Gallery: When The Ocean Freezes Over
Nantucket, Massachussets. 12ºF air, 28ºF water.
By now you’ve probably read headlines about a “bomb cyclone” in the Northeast pocket of the US killing six.
You’ve read or heard or watched the media mayhem, words like chaos, dumping snow, headlines like “Colder Than Mars” drifting down newsfeeds.
Right now, on the US’s east coast, it’s really fucking cold. Air temps well-below freezing, so cold that the ocean, in Nantucket, froze over. The result: not-your-average ocean imagery.

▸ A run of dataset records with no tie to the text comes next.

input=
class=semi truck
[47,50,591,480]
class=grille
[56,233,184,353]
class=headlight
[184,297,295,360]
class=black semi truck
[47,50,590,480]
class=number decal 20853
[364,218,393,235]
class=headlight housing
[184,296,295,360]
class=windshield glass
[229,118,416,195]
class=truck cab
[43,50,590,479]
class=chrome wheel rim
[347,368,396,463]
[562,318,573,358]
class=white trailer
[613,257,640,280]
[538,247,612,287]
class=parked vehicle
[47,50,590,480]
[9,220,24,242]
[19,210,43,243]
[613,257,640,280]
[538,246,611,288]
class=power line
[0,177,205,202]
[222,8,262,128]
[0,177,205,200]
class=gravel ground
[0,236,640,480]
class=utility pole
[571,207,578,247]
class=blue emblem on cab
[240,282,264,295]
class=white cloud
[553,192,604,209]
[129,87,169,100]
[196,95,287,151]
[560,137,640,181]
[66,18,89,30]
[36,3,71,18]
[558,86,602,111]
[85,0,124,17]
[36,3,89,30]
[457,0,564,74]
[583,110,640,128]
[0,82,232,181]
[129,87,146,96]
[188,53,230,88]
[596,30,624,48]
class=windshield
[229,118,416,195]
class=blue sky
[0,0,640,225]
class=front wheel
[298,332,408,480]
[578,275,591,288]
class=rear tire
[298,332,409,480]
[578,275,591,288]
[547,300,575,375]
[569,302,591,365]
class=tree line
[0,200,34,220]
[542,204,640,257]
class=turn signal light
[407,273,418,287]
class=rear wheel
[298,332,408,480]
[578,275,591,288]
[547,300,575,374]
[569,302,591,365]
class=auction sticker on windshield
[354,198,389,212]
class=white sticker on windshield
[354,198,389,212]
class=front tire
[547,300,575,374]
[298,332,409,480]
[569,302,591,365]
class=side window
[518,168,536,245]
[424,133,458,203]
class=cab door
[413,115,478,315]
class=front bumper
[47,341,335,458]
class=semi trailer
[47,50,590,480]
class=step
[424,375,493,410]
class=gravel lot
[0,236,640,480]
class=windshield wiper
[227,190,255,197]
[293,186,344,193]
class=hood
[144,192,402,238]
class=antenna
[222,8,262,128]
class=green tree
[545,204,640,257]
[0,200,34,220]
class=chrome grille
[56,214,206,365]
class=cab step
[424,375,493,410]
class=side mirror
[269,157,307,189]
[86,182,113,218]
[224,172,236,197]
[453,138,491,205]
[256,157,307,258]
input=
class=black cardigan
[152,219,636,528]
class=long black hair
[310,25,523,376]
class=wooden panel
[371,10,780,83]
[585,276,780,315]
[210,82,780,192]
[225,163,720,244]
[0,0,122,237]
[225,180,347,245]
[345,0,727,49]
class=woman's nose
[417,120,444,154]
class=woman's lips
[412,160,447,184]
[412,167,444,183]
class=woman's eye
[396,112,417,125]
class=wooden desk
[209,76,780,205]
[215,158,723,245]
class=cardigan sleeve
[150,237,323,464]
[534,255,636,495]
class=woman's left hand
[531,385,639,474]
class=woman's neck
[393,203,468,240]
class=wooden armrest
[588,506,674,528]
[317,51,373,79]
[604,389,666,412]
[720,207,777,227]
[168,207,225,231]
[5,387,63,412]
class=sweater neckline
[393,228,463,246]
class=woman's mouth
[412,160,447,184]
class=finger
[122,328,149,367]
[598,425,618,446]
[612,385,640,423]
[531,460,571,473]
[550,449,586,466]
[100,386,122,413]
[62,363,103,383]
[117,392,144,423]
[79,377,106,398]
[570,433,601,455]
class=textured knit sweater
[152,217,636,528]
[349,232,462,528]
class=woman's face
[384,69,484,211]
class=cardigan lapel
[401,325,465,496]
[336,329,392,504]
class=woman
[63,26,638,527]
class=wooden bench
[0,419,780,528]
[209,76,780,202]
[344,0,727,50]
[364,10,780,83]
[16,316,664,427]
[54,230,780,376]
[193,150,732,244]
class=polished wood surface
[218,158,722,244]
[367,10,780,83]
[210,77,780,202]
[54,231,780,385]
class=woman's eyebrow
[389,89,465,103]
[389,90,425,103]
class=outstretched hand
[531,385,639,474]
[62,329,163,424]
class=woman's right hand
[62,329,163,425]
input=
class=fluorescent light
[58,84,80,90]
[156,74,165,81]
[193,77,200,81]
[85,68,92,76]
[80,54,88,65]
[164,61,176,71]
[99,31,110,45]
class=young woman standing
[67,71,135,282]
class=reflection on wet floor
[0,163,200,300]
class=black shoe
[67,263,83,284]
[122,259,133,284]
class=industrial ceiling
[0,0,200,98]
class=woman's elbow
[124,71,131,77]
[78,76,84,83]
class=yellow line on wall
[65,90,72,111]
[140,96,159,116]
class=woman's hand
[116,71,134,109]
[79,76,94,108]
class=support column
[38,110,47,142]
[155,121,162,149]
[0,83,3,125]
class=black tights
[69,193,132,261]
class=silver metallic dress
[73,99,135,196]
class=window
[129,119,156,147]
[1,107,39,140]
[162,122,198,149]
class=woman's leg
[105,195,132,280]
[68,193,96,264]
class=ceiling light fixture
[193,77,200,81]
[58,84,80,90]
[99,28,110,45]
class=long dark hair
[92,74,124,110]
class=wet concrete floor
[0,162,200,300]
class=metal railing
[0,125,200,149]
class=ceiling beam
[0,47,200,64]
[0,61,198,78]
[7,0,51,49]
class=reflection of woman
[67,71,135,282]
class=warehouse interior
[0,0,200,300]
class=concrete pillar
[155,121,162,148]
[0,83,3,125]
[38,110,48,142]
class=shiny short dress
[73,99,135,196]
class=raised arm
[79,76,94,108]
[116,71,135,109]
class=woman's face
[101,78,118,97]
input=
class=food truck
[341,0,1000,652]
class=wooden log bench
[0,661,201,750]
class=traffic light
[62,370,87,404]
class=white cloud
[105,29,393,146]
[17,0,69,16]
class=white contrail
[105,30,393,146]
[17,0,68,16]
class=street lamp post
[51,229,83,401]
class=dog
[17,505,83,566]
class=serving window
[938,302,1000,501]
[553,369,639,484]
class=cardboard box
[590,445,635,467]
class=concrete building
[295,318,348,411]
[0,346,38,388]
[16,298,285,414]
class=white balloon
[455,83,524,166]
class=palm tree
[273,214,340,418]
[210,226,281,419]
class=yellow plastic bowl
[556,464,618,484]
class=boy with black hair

“With a floundering temperature in the low, single digits this past week, I knew there was a good chance the Slurpee Waves would find their way back to Nantucket,” photog Jonathan Nimerfroh tells Stab. “Sure enough, on the morning of January 2nd I pulled my car up to Nobadeer beach and there they were. This time, two friends surfed just beyond the icy eddie, hooting and hollering and holding up giant icebergs above their heads in neoprene gloved hands. I ran up and down the beach, taking as many shots as I could of this freezing, fleeting show of nature. Slurpee waves are the kind of thing you might only be lucky enough to see once, so I count myself as very lucky to have seen them twice. Normally, water freezes at 32 degrees Fahrenheit. But salt in the ocean lowers the freezing temperature — basically by getting in the way of the water molecules — to about 28.4 degrees.”